During a SYN flood a server receives the first packet of the three-way
TCP handshake and responds with a SYN-ACK but no further data is ever
received from the initiating client. When the SYN-ACK is generated
most servers will also create an entry in the SYN queue. This queue is
the waiting area for half-open connections awaiting handshake
completion. The attacker intentionally orphans those entries and
instead generates more SYN packets which in turn take up more entries
in the queue. The server needs to wait for a long timeout before
giving up and recovering the connection resources. During this time
the attacker can flood it with many more half-open connections.
Eventually the server runs out of resources and cannot accept any new
connections without dropping some, perhaps legitimate, connection from
the queue. Simple solutions such as placing a quota on the number of
partially open connections per peer or using dynamically adjusted
packet filters do not work because the SYN packets are easy to forge
with fake source addresses.
A syncookie allows the server to defer using up any resources
until the third packet in the three-way handshake has been
received. At that time the peer's address has been mildly
authenticated because the final packet in the handshake contains
a reference to the sequence number that was sent by the server in the
second packet. With this assurance, packet filters and resource quotas
keyed to the peer's address will again be useful defenses against
resource attacks.
The basic mechanism of the syncookie works by carefully manipulating
the initial sequence number value of the connection instead of
choosing it at random. Upon receiving a SYN the server carefully
encodes the vital information that would have been stored as state in
the SYN queue. This encoded information is cryptographically hashed
with a secret key to form the sequence number of the SYN-ACK and sent
to the client. The third packet of a legitimate handshake, which is
the ACK from the client back to the server, contains this sequence
number (plus one) in its acknowledgment number field. In this way all
the information necessary to fully open the connection is presented
back to the server without having to maintain state while the
handshake is being completed.
The major downside to syncookies is that they only have space to
encode the most basic of TCP handshake options. At the time of initial
syncookie deployment this was not a large problem because the only option
prominently in use at the time was the Maximum Segment Size (MSS)

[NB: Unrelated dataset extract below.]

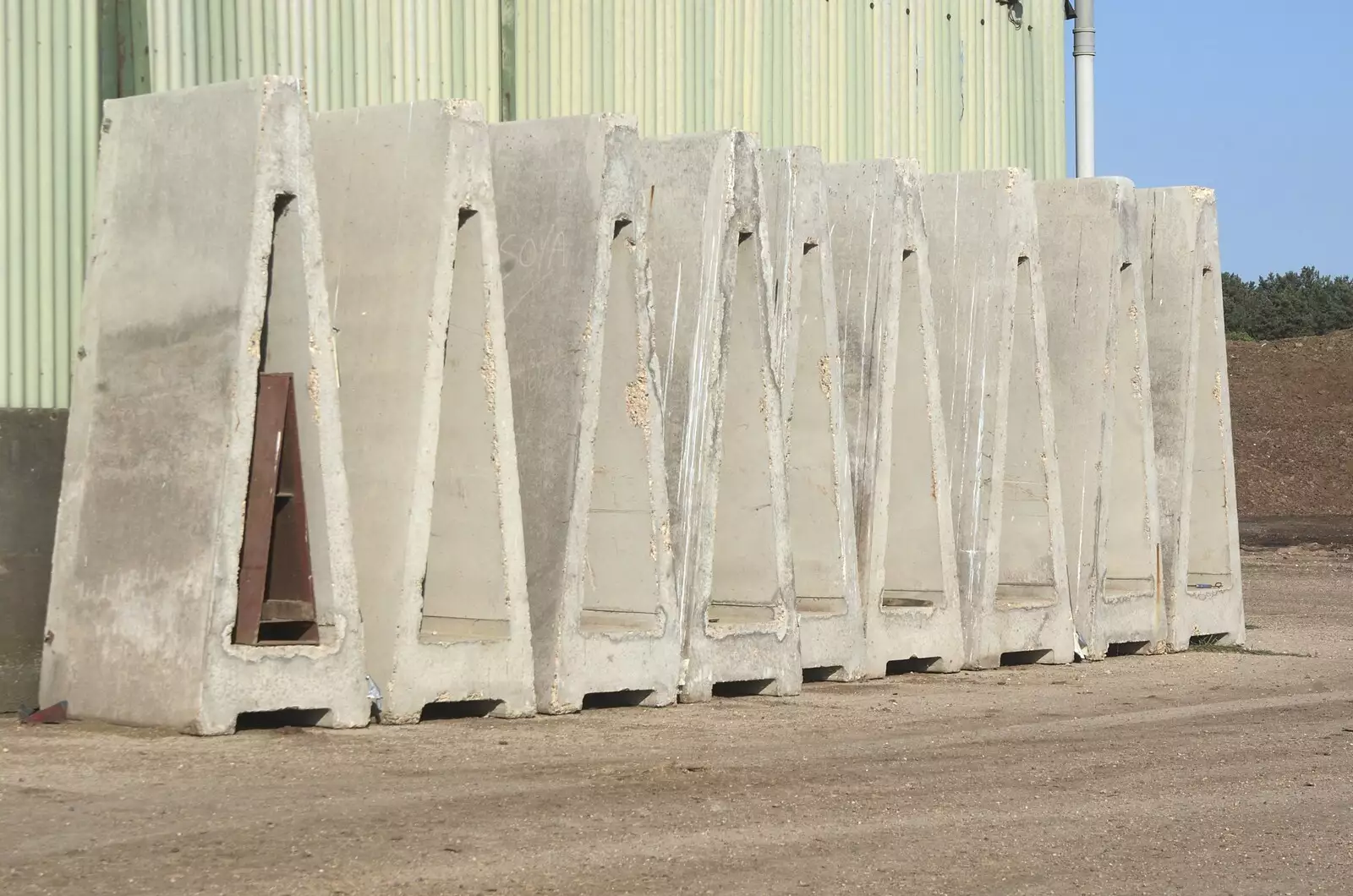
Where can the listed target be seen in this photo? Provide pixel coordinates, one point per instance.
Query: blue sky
(1253, 99)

option. This option is provided to help the peer avoid unnecessary
fragmentation by sending packets that the other end of the connection
knows a priori are too large to cross its network. This is exactly the kind
of information that is normally stored as state in the SYN queue. The
syncookie designers knew that this option was important to performance
and found 3 bits for it in the encoded syncookie. These bits are used to
approximate the real value of the option to one of 8 common values.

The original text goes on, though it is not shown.